I am asked to prove that for a surface in $\mathbb{R}^3$ with local coordinates in a chart, u,v, the coefficients of the second fundamental form can be calculated as follows:
eg.: (first entry in II) is the determinant of $$ x_{uu} \ \ x_u \ \ x_v\\ y_{uu} \ \ y_u \ \ y_v\\ z_{uu} \ \ z_u \ \ z_v\\ $$
divided by the root of the determinant of the first fundamental form. This is easy to do as far as I am allowed to assume that the norm of the normal vector given by $\partial_u \times \partial_v$ is constant. (ie $<L\partial_u,u>=-<D_{\partial_u}(N/norm(N),\partial_u>=-1/norm(N)<D_{\partial_u}N,\partial_u>$ Am I allowed to assume that?

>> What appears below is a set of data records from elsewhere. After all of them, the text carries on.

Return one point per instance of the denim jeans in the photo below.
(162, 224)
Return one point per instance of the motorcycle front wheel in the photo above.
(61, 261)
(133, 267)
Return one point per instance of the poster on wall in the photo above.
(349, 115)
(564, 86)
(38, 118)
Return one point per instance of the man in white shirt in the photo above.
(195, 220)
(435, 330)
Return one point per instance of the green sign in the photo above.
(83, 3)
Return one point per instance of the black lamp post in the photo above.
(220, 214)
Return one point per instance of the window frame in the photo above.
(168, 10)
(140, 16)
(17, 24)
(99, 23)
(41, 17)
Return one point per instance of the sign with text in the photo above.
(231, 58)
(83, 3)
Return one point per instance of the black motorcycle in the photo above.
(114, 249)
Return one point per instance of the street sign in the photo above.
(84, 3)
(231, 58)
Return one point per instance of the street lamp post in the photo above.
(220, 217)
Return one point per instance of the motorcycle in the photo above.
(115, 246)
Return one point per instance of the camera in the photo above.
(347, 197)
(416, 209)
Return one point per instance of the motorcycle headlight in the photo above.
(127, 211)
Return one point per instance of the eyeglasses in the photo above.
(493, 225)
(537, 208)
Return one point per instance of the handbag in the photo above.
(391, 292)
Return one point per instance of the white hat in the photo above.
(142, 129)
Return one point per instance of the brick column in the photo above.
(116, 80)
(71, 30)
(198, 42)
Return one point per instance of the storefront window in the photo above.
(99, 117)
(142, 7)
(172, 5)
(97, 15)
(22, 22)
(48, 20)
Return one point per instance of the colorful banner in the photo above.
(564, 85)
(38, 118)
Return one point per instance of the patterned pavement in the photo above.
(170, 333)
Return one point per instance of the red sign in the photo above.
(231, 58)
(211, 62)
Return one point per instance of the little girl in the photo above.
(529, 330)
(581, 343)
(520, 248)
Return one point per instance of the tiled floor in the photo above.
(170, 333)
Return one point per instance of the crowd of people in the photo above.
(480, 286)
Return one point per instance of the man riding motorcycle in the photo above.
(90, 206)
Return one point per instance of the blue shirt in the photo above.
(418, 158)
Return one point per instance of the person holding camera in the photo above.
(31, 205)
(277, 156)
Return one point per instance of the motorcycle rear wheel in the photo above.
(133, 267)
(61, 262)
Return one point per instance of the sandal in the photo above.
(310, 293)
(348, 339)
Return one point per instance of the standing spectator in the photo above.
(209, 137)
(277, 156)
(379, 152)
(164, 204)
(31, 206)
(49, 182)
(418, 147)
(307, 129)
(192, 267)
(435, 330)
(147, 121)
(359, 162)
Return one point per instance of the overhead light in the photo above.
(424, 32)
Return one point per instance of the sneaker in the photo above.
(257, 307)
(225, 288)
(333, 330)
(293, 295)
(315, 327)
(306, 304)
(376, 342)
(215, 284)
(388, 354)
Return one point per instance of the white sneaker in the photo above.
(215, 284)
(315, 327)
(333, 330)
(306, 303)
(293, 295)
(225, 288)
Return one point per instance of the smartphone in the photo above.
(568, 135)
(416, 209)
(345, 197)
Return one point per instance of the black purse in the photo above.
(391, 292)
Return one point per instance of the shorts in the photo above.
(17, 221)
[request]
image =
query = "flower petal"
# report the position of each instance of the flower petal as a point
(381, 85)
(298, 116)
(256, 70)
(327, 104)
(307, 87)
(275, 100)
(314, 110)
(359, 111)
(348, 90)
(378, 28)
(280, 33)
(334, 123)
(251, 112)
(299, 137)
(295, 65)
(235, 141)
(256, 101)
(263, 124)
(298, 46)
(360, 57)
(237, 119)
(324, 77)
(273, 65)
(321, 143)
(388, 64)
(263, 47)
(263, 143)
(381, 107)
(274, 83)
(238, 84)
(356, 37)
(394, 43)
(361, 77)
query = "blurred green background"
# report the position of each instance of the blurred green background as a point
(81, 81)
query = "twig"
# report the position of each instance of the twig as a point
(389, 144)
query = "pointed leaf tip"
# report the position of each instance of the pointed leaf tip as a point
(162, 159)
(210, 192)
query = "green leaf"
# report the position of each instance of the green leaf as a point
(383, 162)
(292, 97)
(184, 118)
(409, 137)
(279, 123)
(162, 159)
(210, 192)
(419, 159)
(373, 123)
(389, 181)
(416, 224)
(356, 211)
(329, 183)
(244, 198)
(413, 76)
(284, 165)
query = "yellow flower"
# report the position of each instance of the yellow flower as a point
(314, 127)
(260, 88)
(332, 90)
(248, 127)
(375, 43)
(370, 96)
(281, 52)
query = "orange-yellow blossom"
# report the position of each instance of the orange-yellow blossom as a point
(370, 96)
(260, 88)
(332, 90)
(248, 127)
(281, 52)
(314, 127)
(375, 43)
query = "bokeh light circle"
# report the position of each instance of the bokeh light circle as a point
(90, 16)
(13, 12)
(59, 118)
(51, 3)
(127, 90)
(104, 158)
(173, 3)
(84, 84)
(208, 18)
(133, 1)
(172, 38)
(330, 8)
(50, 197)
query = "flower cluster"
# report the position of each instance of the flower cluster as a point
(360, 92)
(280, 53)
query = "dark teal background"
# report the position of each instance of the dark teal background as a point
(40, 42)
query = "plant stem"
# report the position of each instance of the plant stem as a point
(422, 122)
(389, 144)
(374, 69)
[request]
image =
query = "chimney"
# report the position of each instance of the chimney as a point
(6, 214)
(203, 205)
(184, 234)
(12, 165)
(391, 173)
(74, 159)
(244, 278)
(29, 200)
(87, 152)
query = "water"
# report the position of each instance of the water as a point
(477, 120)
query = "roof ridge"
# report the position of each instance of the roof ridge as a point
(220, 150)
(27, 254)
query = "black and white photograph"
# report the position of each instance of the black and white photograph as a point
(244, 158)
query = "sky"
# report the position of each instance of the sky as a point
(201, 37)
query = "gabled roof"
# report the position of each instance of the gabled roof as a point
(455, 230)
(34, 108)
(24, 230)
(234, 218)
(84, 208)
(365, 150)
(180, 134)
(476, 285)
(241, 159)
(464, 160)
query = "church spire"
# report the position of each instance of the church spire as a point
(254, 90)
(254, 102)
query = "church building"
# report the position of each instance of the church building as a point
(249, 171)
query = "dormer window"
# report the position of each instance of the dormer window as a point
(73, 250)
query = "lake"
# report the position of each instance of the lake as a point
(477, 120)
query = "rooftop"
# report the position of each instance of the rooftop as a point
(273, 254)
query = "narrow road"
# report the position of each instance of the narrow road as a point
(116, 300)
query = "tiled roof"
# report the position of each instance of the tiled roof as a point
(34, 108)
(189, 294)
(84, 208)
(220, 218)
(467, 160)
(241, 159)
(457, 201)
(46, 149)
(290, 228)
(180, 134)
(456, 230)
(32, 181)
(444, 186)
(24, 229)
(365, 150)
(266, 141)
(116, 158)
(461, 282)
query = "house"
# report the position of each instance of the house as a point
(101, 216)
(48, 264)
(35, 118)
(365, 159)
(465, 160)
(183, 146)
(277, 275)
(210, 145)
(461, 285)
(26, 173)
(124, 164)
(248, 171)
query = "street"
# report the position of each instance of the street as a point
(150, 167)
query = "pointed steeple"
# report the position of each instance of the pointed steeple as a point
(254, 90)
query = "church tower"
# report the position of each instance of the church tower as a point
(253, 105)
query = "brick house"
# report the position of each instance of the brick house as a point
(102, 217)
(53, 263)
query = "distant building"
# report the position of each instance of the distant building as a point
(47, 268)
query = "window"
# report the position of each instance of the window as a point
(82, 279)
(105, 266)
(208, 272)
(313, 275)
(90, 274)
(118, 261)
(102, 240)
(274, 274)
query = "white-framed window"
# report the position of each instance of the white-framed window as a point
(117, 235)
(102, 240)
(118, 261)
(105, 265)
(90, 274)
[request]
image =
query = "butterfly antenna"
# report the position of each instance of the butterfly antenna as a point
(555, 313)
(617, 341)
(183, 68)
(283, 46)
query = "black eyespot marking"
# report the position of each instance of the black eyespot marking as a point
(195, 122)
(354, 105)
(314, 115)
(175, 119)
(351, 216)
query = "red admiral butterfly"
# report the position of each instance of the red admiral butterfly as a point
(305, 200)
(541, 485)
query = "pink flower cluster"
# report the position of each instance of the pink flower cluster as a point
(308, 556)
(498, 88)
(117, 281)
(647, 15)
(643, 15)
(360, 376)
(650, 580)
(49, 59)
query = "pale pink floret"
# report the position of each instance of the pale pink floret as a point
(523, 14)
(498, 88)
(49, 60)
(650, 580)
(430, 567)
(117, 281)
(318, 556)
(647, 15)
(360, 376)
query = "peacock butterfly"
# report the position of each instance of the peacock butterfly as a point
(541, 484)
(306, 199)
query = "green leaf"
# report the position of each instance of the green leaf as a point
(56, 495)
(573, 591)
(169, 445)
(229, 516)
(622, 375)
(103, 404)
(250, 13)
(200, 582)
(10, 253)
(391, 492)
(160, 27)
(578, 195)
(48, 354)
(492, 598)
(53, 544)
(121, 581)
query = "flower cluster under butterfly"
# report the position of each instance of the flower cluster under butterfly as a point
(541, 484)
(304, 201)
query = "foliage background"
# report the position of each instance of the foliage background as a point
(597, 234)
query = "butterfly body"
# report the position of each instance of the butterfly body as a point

If not how can I prove this?
No, the norm of $\partial_u \times \partial_v$ is equal to $\sqrt{EG -F^2}$. It is not a constant on a general . Let $r(u,v)$ be a parametrization. $L = \langle r_{uu},n\rangle$ or equivalently $L=-\langle r_u,n_u\rangle$. As I already mentioned $$\|r_u \times r_v\| = \sqrt{EG -F^2}.$$ Then, $$L=\langle r_{uu},n\rangle=\langle r_{uu},\frac{r_u\times r_v}{\|r_u\times r_v\|}\rangle=\frac 1{\|r_u\times r_v\|} [r_{uu},r_u,r_v]= \frac 1{\sqrt{EG-F^2}} [r_{uu},r_u,r_v].$$
The last triple product is evaluated to the determinant you mentioned and gives you the result.